RECOMMENDED
Outside the gallery world, graffiti is a common visual expression of youthful exuberance. Its isolated, calligraphic intensity is just like the young person who made it—demanding the recognition of personal self-expression, context be damned. That same reckless and almost unbearable intensity can be found in the first Chicago solo exhibition of Sarah Sohn, a recent MFA graduate from SAIC. Her brushwork is calligraphic, with a single, ornate character smack in the middle of a blank canvas, overwhelming the edges. But the aggressiveness is quite different. It’s less like the angry waving of an arm than the healthy, happy, slithering convolutions of an intestinal tract. The results are a bit disgusting, but her bravura brushwork is so suggestive and translucent, you can’t stop following it. It’s the love song of the inner organs. Reflecting her recent academic experience, she also presents a series of color variations on the same form, much like the red-yellow-blue variants one might find in a bag of gumdrops. But it’s her stand-alone pieces that compel the most attention.
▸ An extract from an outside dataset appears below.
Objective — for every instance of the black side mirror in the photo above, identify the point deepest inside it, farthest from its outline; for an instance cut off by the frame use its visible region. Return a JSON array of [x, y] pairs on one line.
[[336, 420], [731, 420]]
The current show also offers a gallery of her drawings, variations on the same kind of calligraphic/organic theme, though more like the inner workings of cellular biology. To be completely surrounded by this intense, erupting work on all four walls made me quietly scream. This show is not for the faint-hearted, or those who come to art for the delectation of beauty away from the hectic world. This is the hectic world, the hectic inner world that keeps us all alive, and it is good to be reminded of that. But isn’t that what we share with earthworms and mosquitoes? Don’t we want art to show us what is distinctively and wonderfully human? Apparently, the artist is preparing to go in a new, more narrative, perhaps even mythic direction following her recent study of Kathakali dance forms in the eccentric southwest coastal state of Kerala, India. She is definitely an artist worth following. (Chris Miller)
Through October 19 at Zolla/Lieberman Gallery, 325 West Huron.